Pregnancy and Hormones
Pregnant women, women experiencing premenstrual symptoms and women taking supplemental estrogen may experience swelling in the hands, feet and legs. Eating salty foods, as well as remaining in one position for long periods of time, may increase the swelling.
Certain medications may cause swelling in the extremities as a side effect of the drug. Calcium channel blockers used to treat conditions, such as high blood pressure and migraines, may cause edema because the medication works to block calcium from entering cells in the blood vessels and in the heart. This blockage of calcium causes the blood vessels to relax and dilate. The dilated blood vessels allow excessive fluid to pool in the extremities. Additional medications that may cause swelling include medications used to treat high blood pressure, nonsteroidal anti-inflammatory drugs and thiazolidinediones, which treats diabetes, according to MayoClinic.com.
Kidney and Liver Failure
Functions of the kidneys and liver include removing waste products from the body. If these organs do not function correctly because of damage, the body may retain excessive amounts of fluid, increasing the risk of developing edema in the hands, legs and feet.

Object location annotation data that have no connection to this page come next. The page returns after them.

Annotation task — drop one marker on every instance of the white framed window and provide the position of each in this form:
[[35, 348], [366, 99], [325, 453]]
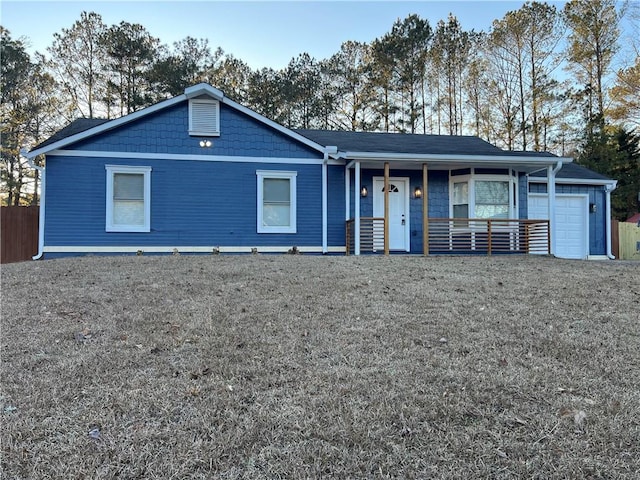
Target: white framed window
[[204, 117], [276, 201], [128, 199], [483, 196]]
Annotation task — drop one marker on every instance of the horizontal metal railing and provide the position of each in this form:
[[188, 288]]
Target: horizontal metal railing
[[472, 235], [371, 234], [462, 235]]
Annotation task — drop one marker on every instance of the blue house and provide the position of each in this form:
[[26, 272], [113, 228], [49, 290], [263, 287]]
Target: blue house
[[200, 173]]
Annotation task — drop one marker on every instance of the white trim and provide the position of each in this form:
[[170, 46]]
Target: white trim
[[471, 178], [103, 127], [407, 205], [276, 126], [110, 226], [572, 181], [203, 89], [450, 158], [195, 158], [210, 131], [190, 92], [291, 176], [187, 249]]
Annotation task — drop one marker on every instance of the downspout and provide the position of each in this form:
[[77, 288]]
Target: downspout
[[551, 192], [608, 189], [325, 196], [43, 182], [356, 222]]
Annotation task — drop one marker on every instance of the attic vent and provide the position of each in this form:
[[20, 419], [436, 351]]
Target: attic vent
[[204, 118]]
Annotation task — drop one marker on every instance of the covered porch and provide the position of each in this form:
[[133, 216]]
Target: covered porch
[[444, 205]]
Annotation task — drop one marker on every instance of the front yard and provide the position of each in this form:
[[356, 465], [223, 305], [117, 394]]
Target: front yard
[[289, 366]]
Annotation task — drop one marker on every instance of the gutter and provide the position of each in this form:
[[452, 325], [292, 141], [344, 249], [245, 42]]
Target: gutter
[[551, 202], [608, 189], [43, 177]]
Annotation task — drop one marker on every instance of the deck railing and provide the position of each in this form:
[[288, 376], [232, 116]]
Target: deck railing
[[462, 235], [472, 235], [371, 234]]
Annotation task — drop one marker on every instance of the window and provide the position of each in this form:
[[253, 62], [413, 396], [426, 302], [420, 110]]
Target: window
[[204, 118], [128, 199], [483, 196], [492, 199], [461, 200], [276, 201]]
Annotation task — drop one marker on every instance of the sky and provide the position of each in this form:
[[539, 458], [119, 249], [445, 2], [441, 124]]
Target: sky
[[261, 33]]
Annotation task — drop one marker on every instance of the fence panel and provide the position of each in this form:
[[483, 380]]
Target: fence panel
[[615, 238], [19, 233], [629, 235]]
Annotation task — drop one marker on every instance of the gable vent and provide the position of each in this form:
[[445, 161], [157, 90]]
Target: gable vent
[[204, 117]]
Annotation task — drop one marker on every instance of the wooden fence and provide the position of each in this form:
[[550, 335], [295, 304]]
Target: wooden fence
[[628, 241], [19, 233]]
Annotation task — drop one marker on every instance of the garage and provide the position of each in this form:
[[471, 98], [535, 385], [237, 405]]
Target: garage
[[572, 222]]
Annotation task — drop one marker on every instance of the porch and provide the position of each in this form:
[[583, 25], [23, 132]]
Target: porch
[[458, 236], [431, 211]]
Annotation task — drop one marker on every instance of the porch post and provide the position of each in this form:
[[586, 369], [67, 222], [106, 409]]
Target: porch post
[[356, 220], [347, 200], [425, 211], [386, 208]]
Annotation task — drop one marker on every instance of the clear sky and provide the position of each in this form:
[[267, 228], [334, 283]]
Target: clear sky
[[261, 33]]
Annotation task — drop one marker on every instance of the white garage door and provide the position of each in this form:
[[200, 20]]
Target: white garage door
[[572, 235]]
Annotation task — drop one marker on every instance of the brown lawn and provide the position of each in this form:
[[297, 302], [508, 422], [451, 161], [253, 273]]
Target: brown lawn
[[288, 366]]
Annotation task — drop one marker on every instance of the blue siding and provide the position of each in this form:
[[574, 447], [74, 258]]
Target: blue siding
[[597, 220], [193, 203], [167, 132]]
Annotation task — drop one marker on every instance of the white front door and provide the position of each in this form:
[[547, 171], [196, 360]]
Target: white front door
[[398, 211]]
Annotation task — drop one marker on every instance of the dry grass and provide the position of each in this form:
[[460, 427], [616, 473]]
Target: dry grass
[[308, 367]]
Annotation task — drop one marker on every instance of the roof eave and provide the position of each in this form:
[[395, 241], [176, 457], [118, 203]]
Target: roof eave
[[530, 161], [276, 126], [105, 126], [575, 181]]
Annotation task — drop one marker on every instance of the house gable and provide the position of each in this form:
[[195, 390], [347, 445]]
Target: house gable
[[93, 132], [167, 132]]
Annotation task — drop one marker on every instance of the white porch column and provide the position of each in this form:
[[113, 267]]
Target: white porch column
[[356, 221]]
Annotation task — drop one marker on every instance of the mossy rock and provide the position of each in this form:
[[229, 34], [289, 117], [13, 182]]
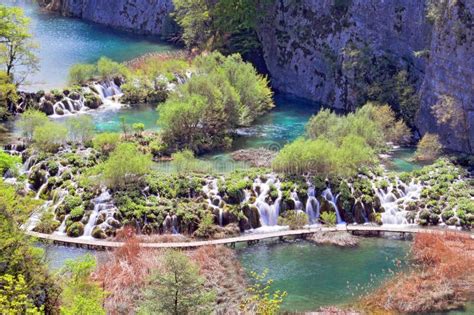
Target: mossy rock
[[76, 229], [98, 233]]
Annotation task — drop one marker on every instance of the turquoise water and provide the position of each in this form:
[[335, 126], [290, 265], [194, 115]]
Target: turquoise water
[[315, 276], [64, 42]]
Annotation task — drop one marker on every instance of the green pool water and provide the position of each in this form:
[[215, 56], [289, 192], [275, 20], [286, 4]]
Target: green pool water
[[64, 42], [315, 276]]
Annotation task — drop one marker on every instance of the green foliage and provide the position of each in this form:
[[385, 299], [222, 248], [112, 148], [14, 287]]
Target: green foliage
[[126, 166], [109, 69], [177, 289], [17, 50], [82, 73], [106, 142], [14, 297], [185, 162], [29, 121], [8, 94], [47, 223], [80, 294], [20, 263], [294, 219], [81, 129], [8, 162], [429, 147], [224, 94], [261, 300], [329, 218], [50, 136]]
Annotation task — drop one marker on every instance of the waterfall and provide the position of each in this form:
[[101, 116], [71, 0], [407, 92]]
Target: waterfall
[[313, 206], [268, 213], [394, 214], [101, 203], [328, 195]]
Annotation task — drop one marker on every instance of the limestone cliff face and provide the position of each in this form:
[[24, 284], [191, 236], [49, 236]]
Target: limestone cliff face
[[450, 72], [142, 16], [304, 40]]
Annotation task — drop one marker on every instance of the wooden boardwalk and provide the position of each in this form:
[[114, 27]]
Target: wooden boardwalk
[[247, 238]]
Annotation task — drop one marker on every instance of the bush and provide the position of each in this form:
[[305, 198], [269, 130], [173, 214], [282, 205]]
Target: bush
[[294, 219], [106, 142], [225, 93], [50, 136], [429, 148], [29, 121], [126, 166], [47, 223], [76, 214], [82, 73], [329, 218], [8, 162]]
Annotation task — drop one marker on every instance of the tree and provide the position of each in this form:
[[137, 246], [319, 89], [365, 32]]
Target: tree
[[177, 289], [29, 121], [261, 301], [8, 94], [126, 167], [80, 294], [81, 129], [21, 264], [14, 297], [16, 46]]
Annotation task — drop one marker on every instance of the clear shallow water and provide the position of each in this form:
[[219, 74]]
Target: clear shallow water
[[315, 276], [64, 42]]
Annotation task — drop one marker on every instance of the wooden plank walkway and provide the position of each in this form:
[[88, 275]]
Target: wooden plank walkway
[[248, 238]]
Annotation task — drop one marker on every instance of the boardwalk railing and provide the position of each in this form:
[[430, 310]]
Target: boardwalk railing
[[248, 238]]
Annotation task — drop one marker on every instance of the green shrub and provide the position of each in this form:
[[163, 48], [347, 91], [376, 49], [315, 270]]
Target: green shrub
[[76, 229], [106, 142], [8, 162], [126, 166], [294, 219], [329, 218], [76, 214], [82, 73], [50, 136], [47, 223], [29, 121], [429, 148]]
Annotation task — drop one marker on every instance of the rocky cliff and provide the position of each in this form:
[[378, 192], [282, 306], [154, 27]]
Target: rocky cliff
[[142, 16], [343, 52], [450, 75], [308, 42]]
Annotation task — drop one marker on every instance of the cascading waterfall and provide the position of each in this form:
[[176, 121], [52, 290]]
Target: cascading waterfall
[[392, 205], [313, 206], [328, 195], [268, 213], [107, 91], [102, 204]]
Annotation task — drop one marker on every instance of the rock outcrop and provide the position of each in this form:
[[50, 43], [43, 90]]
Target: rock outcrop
[[304, 43], [450, 73], [145, 17]]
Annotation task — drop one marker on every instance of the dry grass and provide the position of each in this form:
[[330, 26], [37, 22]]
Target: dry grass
[[125, 271], [441, 277]]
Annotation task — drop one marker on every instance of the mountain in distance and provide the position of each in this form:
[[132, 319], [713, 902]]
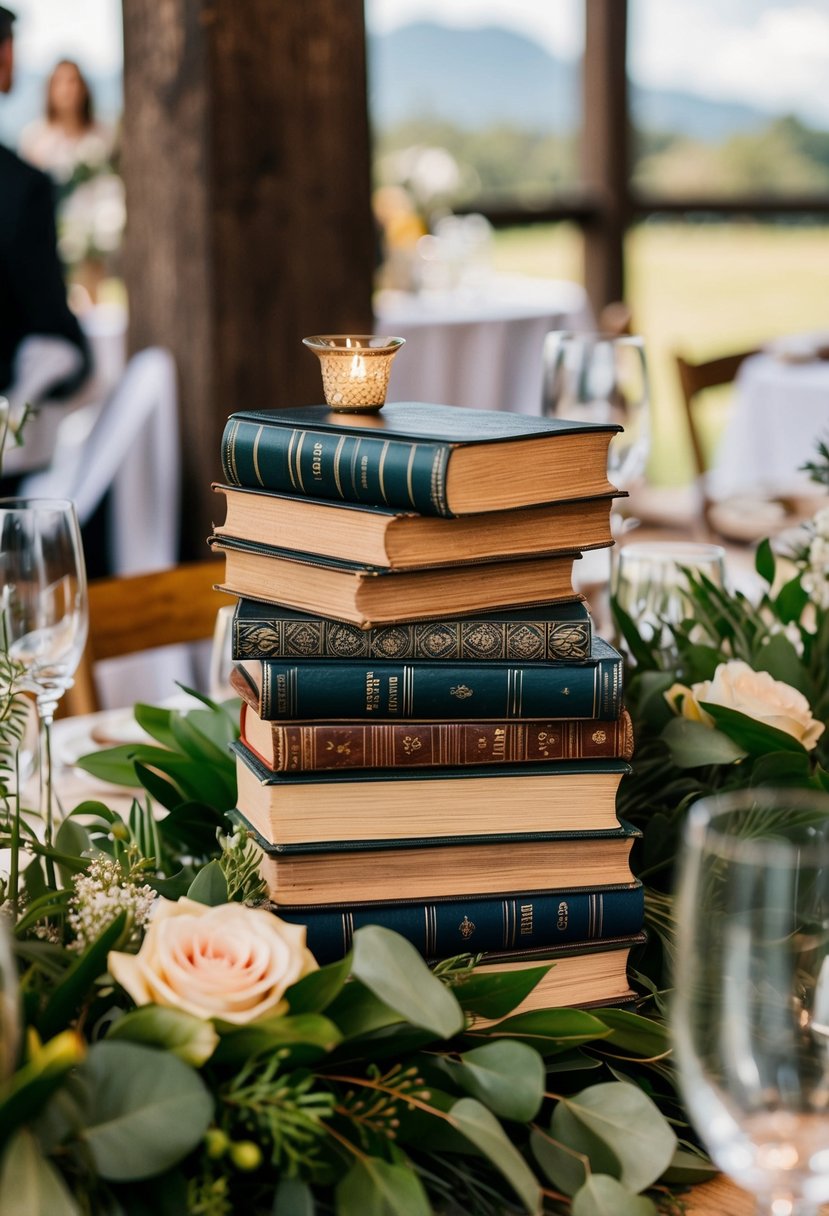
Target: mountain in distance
[[490, 76]]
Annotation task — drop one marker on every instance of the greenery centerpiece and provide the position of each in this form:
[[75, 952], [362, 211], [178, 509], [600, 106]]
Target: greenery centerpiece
[[170, 1046]]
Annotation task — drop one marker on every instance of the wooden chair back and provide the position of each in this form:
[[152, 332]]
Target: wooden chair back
[[140, 612], [695, 378]]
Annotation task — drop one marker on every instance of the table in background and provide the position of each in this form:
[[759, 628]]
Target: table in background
[[779, 412], [478, 348]]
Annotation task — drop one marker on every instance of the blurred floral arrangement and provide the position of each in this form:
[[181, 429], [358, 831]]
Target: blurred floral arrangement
[[169, 1045]]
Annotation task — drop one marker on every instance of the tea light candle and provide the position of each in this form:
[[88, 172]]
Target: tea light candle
[[351, 382]]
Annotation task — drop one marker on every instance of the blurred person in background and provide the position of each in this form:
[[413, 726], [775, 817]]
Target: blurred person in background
[[67, 142], [43, 352]]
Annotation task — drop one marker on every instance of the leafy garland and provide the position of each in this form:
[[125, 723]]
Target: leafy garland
[[376, 1086]]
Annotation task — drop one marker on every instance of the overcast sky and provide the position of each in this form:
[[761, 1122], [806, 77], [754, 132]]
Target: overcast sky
[[773, 54]]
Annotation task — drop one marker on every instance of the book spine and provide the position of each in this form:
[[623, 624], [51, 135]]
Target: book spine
[[340, 467], [432, 744], [439, 692], [475, 925], [462, 641]]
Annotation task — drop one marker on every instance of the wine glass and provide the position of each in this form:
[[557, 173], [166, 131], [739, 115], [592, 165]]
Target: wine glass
[[751, 1007], [43, 604], [598, 377], [649, 581]]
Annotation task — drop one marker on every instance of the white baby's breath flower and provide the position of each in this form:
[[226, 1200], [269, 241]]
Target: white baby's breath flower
[[100, 895]]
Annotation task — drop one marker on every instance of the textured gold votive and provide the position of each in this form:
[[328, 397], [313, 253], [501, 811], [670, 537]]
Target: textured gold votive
[[355, 369]]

An injury, such as a sprain to the knee, ankle or wrist or a broken bone in the hand, foot or leg, may cause swelling to occur in the area. First aid treatments, such as ice, may help reduce the swelling.
Deep Vein Thrombosis
A deep vein thrombosis is a blood clot in one of the deep veins in the body. They most often occur in the legs, but may also occur in the arms. Symptoms of a deep vein thrombosis include pain in the affected extremity and swelling in the area.